RJ Race Cars assembled a Top Sportsman-style ‘68 Camaro, capable of running in the low 7-second zone on a dedicated, prepared racetrack. RJ delivered the car turnkey, featuring a naturally-aspirated Refer-Morrison 632 with an M&M Turbo 400 transmission and torque converter. RJ outfitted the car with all the usual bracket-racing technologies, in the event the car was brought back to and left in the states to compete. The 25.1-spec car features RJ’s Extreme 4-link kit, 9-inch sheet metal housing, Quarter-Max wheelie bars and lightweight aluminum steering wheel, an all-carbon interior, Strange Engineering axles, brakes, struts, and third member, Stroud belts and parachutes with an air launcher, Safecraft fire system, Racepak V300 data logger and IQ3 dash, MSD Power Grid ignition, and RJ Pro Step headers.
Romero procured Jones’ services after the car was delivered and asked him to join in his visit to Hawley’s school in Gainesville, Florida. There, while Romero was taking part in Hawley’s classrooms sessions via a translator, Jones was in the neighboring garages with Romero’s mechanic walking him through the technical and maintenance aspects of the Camaro. “While they were having driving school up front, we were basically having mechanics school out back,” Jones says with a laugh.
At the close of the two-day session, Romero completed Hawley’s course in a 10-second, Super Gas-style car and than transitioned to the new RJ Camaro. Under the watchful eye of Hawley and Jones — the latter a seasoned doorslammer driver in his own right — Romero began with 330-foot shutoff runs, gradually progressing to the point that Hawley green-lit full 1/4-mile laps. By the end of the day, Romero had competed five to six runs, dipped into the mid-sevens, and earned his Advanced E.T. NHRA license.
“His first reaction was that it was awesome,” says Karim Cuberas, Romero’s representative. “The car felt as quick as lightning, and that’s the origin of the naming of the car: “Thunderstruck.” Mr. Romero is an AC/DC fan, and when he jumped out of the car he was thunderstruck. This car is the quickest thing he has driven yet, and we hope he continues improving, and as he does he will probably drive something quicker.”
“He got right out of Frank’s car, and I had this thing complete and turn-key waiting in the staging lanes — everybody in the class was drooling over it — and he jumped right in this thing,” Jones adds. “The next day he went a string of 7.50s and on the last day, we tried to de-tune and slow the car down to get it to run safely on the overseas runways they were going to be racing its on. It could obviously run in the sevens, but on the surfaces they have over there you might crash, so we wanted to make it safely run eight, nine, even 10-seconds….we wanted to give them different tune-ups that they could load for the different conditions.
“These guys were thrilled with the car and with Frank and with our service,” Jones says, adding, “It was a really neat experience, because someone from across the world, who really didn’t know where to start, wanted to get involved in drag racing.
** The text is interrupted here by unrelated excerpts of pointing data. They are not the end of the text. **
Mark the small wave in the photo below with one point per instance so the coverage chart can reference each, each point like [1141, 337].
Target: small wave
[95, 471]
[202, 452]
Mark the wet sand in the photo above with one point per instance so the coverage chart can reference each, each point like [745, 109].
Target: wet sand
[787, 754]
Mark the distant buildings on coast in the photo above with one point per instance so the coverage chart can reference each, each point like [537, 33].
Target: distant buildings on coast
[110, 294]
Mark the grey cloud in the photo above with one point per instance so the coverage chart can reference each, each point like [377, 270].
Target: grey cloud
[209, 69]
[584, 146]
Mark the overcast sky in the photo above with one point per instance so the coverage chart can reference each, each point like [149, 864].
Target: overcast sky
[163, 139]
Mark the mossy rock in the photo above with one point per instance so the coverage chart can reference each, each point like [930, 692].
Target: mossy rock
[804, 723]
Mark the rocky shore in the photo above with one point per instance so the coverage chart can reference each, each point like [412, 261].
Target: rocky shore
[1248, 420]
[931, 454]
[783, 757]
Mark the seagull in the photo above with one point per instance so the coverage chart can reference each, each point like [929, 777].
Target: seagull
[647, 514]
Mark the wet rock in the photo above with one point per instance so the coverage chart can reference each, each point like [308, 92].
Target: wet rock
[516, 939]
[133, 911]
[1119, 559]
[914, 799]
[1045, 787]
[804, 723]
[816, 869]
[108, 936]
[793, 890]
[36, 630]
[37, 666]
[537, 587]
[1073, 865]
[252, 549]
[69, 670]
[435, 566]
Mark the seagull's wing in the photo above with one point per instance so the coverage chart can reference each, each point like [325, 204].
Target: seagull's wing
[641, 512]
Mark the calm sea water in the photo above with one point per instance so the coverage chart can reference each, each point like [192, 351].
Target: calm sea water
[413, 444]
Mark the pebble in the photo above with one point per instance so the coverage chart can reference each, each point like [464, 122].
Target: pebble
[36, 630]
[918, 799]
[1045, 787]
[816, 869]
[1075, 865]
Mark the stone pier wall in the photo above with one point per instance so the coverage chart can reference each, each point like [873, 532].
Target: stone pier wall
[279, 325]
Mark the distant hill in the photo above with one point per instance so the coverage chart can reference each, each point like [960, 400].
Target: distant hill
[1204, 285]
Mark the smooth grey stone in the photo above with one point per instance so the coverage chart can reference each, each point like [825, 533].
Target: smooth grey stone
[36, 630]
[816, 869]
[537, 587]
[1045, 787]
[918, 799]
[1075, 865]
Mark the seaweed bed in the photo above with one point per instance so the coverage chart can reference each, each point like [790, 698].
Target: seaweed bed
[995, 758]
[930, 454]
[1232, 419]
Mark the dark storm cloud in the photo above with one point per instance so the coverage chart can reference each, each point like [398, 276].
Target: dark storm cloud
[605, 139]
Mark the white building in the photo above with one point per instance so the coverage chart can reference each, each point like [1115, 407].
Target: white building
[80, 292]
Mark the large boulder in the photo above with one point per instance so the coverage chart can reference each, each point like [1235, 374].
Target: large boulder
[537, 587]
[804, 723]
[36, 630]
We felt like this might inspire other people — even people here in the states — who want to get involved and don’t know where to start. If this guy from Spain, who didn’t know what to do, had never driven a racecar, basically did all of this with our help and left the states with the quickest sportsman license you can get, anyone can do it.”
Since returning home, Romero and company have tested the car on a local runway, and long-term, their hopes are to compete in existing events — particularly, the European Drag Challenge in England, Germany, and Sweden — while simultaneously utilizing the car to generate interest in more organized racing in Spain. Above all, though, Cuberas says Romero “wants to have some fun” with the endeavor.